Later, both screens are covered in gigantic projections of five female dancers in rigid stance, turning slowly in place, naked and dimly lit. The
projections of the dancers on the screens are intimate, commanding their own attention independent of the actions performed around them, yet it’s not
distracting or detracting from anything else going on onstage. The timing of each new aspect of the show is just that impeccable.
Combining such intricate lighting, powerful sound, and mature, intelligent choreography into a cohesive production is a huge challenge: Without proper
respect for each medium, the viewing experience could easily have become jarring and schizophrenic, even annoyingly confusing. But that is not the
situation with BeginAgain—it’s smooth and natural, even with drastic mood changes in the music and the movements. Every part is
riveting to behold, from Kate Wallich’s gracefully crisp body isolations to the triangles of dirt on the stage. Wallich’s brand of movement is
fascinating, the manner in which she moves her body a work of art itself. She is a young dancer who manages to combine the sort of pop-and-lock quality of
single-body-part isolations (think hiphop or break dancing) with the extreme grace and physical control of someone classically trained. Wallich is given a
lot of room to excel in BeginAgain, which is wonderful to see; Scofield, a riveting force to view in her own right, usually takes center stage in
her choreographic works, but not this time.
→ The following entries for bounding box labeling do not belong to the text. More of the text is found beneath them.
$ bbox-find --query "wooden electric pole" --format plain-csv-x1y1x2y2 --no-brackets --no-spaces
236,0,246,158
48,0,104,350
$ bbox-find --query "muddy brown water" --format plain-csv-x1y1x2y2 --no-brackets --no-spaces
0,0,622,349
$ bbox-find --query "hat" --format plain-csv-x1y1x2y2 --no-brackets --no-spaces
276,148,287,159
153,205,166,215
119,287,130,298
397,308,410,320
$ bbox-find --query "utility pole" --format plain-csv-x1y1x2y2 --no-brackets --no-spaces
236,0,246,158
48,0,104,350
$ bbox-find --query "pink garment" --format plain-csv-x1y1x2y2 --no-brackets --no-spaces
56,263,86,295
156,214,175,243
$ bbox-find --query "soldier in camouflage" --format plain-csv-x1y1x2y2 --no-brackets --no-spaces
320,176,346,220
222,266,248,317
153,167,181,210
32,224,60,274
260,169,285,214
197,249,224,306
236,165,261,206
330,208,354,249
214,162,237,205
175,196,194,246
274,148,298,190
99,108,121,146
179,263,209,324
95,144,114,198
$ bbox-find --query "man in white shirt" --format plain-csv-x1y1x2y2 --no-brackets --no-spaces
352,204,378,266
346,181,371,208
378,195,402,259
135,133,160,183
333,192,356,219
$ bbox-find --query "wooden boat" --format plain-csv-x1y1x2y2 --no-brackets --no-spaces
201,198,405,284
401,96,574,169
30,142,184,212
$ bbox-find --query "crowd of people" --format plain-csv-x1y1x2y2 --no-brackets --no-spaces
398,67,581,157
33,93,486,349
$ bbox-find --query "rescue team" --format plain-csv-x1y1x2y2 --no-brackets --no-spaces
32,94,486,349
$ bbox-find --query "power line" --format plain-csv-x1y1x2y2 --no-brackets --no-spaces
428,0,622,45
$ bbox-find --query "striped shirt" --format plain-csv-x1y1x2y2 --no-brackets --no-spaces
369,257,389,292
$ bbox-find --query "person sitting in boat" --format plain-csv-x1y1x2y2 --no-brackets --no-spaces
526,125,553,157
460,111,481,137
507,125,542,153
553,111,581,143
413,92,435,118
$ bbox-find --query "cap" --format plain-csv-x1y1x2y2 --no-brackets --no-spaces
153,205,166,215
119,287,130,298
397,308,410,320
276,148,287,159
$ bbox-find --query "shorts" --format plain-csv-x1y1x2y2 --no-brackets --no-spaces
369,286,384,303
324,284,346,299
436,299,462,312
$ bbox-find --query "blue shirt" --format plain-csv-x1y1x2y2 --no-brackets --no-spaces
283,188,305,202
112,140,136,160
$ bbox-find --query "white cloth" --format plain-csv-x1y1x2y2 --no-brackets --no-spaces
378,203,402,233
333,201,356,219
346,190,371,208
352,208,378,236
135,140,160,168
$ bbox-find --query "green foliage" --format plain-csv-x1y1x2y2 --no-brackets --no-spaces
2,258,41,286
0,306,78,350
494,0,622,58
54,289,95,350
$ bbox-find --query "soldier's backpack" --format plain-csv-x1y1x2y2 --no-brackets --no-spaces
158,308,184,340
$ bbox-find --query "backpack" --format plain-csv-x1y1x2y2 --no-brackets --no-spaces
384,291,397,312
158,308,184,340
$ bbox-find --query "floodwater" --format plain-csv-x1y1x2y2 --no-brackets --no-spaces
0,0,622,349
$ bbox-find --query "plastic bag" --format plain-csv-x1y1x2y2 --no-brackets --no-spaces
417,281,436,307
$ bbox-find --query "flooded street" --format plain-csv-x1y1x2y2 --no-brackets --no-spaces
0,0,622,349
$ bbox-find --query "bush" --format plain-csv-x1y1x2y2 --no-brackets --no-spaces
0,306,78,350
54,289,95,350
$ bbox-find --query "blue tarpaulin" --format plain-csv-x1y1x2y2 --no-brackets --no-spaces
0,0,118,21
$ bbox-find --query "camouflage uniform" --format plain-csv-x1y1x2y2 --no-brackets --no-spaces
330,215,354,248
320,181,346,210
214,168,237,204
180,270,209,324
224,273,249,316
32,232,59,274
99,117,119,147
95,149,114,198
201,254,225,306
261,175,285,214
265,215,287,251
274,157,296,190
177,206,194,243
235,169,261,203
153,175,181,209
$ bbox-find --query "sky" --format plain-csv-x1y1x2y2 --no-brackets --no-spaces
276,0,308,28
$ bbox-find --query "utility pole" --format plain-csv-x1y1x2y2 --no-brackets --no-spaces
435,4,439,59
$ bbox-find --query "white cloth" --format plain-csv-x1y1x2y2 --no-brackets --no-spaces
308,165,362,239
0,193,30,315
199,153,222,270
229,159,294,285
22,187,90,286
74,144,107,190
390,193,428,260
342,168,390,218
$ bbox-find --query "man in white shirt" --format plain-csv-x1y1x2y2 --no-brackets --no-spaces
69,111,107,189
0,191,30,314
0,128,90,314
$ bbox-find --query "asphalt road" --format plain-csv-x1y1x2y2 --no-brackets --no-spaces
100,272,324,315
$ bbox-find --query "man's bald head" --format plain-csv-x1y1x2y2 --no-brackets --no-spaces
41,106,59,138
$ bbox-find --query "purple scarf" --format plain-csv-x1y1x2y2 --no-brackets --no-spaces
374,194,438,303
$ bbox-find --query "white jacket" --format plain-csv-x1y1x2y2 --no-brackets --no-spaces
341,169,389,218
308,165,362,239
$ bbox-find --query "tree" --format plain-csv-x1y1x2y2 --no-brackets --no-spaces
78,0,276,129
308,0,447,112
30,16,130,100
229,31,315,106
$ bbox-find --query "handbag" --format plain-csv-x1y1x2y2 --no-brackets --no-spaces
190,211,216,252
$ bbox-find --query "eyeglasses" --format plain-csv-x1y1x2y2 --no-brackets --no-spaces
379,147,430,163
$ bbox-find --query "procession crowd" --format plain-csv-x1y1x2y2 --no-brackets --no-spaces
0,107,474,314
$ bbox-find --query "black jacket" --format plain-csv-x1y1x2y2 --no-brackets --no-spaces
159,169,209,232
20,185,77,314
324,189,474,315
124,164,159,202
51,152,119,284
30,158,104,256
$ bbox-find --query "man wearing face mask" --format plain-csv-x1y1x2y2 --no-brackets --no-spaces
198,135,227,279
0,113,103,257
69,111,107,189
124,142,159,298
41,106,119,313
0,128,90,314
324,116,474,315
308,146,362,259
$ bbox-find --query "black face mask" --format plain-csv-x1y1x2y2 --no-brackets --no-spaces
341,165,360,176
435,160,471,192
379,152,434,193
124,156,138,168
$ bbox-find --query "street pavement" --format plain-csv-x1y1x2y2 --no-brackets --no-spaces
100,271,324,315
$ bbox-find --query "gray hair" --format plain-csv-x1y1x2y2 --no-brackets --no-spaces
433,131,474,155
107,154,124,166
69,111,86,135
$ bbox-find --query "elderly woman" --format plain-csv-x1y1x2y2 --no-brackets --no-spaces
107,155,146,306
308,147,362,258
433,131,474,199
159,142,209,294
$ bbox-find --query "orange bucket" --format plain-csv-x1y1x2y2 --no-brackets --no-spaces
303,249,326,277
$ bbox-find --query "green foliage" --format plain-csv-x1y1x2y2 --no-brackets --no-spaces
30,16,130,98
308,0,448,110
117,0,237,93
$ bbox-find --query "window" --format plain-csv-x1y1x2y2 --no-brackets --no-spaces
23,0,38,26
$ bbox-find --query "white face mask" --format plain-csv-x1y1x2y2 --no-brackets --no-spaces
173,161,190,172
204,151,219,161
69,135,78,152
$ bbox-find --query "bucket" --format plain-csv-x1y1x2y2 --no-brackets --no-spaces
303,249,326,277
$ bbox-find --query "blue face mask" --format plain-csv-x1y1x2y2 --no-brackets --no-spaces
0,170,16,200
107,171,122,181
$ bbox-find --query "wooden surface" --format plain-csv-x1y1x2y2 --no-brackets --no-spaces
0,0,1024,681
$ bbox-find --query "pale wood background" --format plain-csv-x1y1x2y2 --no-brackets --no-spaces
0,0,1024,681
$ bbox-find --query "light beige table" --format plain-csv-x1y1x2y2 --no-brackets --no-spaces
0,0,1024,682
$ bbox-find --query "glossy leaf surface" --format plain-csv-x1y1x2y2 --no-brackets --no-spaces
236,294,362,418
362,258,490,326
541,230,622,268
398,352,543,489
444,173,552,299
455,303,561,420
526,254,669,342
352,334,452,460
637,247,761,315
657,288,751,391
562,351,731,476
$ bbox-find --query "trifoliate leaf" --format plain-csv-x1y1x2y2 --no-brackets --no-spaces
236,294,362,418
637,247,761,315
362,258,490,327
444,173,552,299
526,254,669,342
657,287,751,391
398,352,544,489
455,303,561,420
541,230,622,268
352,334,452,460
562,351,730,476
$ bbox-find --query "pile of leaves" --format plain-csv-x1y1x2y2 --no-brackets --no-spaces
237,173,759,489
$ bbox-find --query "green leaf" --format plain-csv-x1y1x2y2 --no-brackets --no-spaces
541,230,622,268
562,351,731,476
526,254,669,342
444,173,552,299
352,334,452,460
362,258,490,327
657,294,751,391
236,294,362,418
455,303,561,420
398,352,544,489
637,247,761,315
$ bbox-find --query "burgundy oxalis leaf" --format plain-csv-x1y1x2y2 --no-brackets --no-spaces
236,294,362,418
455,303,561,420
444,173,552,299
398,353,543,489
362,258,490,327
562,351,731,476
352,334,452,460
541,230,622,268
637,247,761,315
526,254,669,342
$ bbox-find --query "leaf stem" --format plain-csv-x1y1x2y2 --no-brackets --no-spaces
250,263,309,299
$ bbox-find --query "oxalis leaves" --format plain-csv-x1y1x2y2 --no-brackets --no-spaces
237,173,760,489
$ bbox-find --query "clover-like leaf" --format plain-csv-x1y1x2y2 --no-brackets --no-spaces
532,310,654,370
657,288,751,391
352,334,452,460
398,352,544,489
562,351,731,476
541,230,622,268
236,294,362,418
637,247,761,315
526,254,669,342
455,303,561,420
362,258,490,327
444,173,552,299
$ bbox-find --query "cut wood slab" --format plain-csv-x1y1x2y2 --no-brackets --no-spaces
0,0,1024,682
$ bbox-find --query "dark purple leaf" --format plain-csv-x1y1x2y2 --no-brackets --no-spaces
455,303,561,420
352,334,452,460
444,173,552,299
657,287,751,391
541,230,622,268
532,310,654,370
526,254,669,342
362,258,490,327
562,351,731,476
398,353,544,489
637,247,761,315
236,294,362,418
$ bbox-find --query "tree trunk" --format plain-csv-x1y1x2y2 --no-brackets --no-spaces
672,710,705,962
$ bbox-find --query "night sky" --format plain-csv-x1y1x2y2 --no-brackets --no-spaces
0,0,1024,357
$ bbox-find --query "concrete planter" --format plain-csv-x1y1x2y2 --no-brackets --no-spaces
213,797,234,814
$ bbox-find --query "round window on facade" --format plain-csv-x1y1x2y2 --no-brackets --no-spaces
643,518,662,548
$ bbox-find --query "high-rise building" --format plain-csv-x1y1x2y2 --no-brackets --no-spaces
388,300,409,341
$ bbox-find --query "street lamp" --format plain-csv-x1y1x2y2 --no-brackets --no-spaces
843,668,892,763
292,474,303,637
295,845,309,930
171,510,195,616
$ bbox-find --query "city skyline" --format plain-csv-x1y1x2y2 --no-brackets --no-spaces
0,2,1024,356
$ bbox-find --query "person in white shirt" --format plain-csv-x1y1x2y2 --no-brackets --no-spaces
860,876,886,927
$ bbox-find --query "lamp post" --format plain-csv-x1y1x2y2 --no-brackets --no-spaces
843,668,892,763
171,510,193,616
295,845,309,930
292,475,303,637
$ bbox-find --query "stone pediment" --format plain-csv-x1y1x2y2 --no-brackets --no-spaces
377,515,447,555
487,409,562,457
In this piece, she allows the other performers (mainly Wallich, but also Rachel Green, Kim Lusk, and
choreographic collaborator Ariel Freedman) to command much of the onstage energy.
All along the back wall is a piece by paper artist Celeste Cooning, trees and subtle silhouettes of kneeling women cut deftly into delicate paper. It put
me in mind of a black-and-silver forest. Meanwhile, the woman onstage at first in the plaster cast has by this time separated from her shell, circled the
stage, and laid down again. She’s in the same pose as before, but nearly naked. A man poses above her, humming a soft tune and gently dipping bits of
paper in water and laying them on her still body. He is loving, an artist passionately connected to the object taking shape in front of him. It could all
be very Adam and Eve in its symbolism, it could be an allegory for Scofield and Shuey’s creative partnership or that brutal phoenix-like process from
which the best art emerges, or it could be all and none of these things entirely.